I would have never thought five years ago that I would be using advanced monoclonal antibodies to treat acute viremia in a potentially fatal illness to help a patient avoid hospitalization or death. Yet, early research done by Dr. Ralph Baric who conceived SARS-CoV-2 in his 2015 papers also anticipated the development of a countermeasures such monoclonal antibodies directed against SARS-CoV-2.
Operation Warp Speed is an impressive public-private partnership to rapidly develop and test countermeasures against COVID-19. It’s main products were vaccines, oral antivirals, and monoclonal antibodies. COVID-19 vaccines, continue to be a debacle with record injuries, disabilities, and death with no proven reductions in hospitalization or death from proper trials. Sadly, Paxlovid and Mulnupiravir were very slow to develop and were not gamechangers in the pandemic.
The clear winner from OWS was its very first acute ambulatory product, monoclonal antibodies.
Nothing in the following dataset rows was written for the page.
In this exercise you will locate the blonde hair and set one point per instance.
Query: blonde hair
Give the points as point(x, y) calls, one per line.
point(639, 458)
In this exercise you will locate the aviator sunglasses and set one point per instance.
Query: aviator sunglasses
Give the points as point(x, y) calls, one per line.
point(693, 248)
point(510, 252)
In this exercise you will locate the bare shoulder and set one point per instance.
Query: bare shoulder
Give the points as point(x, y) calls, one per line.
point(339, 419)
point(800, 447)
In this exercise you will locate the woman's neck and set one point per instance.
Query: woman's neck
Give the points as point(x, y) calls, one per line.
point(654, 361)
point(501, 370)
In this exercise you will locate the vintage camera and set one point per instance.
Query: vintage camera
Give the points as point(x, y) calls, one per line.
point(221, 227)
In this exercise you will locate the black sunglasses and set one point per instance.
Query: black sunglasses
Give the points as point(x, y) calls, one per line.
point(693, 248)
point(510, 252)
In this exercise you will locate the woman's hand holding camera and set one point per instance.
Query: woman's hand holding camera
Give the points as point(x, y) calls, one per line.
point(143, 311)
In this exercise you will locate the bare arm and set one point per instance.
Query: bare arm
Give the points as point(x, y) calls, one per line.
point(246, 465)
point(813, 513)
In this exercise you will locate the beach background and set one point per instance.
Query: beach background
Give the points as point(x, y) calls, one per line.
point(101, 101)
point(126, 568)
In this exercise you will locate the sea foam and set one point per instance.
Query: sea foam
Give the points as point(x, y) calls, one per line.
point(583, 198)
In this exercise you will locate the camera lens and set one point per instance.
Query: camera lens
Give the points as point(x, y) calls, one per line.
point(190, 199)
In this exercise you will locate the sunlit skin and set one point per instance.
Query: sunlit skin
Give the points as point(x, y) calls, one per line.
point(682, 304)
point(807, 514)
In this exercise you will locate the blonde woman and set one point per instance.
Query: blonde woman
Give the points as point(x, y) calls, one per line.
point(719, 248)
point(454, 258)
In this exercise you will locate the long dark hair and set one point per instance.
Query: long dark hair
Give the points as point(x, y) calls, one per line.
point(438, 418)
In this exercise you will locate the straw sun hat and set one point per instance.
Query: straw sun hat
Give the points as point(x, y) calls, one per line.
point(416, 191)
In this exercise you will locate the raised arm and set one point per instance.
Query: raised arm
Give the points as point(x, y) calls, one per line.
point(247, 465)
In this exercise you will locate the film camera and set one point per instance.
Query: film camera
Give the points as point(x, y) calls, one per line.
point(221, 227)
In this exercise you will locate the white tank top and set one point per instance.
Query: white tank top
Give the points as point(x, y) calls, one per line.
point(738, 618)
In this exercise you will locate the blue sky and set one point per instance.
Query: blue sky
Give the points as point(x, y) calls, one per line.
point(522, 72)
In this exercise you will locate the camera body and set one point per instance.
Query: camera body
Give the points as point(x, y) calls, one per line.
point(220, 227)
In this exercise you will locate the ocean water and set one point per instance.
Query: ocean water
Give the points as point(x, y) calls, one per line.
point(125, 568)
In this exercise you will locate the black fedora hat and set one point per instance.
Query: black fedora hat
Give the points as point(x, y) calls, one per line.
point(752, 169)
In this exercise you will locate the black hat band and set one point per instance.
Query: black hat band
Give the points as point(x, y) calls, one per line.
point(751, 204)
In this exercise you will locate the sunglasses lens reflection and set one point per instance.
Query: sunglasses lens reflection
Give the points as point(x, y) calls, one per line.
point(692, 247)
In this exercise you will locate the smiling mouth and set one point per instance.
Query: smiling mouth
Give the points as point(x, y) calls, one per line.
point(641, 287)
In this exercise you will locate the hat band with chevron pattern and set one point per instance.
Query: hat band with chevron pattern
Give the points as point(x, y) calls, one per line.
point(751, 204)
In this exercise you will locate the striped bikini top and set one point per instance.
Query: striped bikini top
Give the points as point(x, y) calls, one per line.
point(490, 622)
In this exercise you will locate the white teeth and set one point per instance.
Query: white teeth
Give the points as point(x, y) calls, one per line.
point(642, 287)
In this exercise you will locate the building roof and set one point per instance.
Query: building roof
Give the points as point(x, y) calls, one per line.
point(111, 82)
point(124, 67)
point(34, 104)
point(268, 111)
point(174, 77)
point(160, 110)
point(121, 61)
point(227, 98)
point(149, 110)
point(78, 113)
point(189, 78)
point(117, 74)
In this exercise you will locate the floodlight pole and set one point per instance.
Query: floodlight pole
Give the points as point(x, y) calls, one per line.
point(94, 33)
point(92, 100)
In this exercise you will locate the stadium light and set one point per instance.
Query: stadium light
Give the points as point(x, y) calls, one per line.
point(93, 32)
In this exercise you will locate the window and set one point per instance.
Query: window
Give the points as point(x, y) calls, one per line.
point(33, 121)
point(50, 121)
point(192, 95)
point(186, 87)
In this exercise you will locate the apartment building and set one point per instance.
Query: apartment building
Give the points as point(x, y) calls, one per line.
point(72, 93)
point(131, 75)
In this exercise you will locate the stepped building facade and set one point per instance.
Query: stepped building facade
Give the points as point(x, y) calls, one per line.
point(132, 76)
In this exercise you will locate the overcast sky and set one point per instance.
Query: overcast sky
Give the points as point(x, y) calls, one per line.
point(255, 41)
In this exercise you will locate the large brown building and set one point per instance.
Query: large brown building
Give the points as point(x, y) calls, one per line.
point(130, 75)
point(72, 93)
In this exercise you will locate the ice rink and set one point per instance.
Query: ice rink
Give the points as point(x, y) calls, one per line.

Kip et al used electronic medical records and comparative data for those treated and denied monoclonal antibodies for acute COVID-19. The risk for hospitalization or death at 28 days was 4.6% in 2571 treated patients and 7.6% in 5135 nontreated control patients (risk ratio [RR], 0.61 [95% CI, 0.50 to 0.74]). In subgroup analyses, those receiving monoclonal antibodies when the Alpha and Delta variants were presumed to be predominant had estimated RRs of 0.55 and 0.53, respectively, compared with 0.71 for the Omicron variant period. Relative risk estimates for individual products all suggested lower risk for hospitalization or death. Among immunocompromised patients, the RR was 0.45 (CI, 0.28 to 0.71).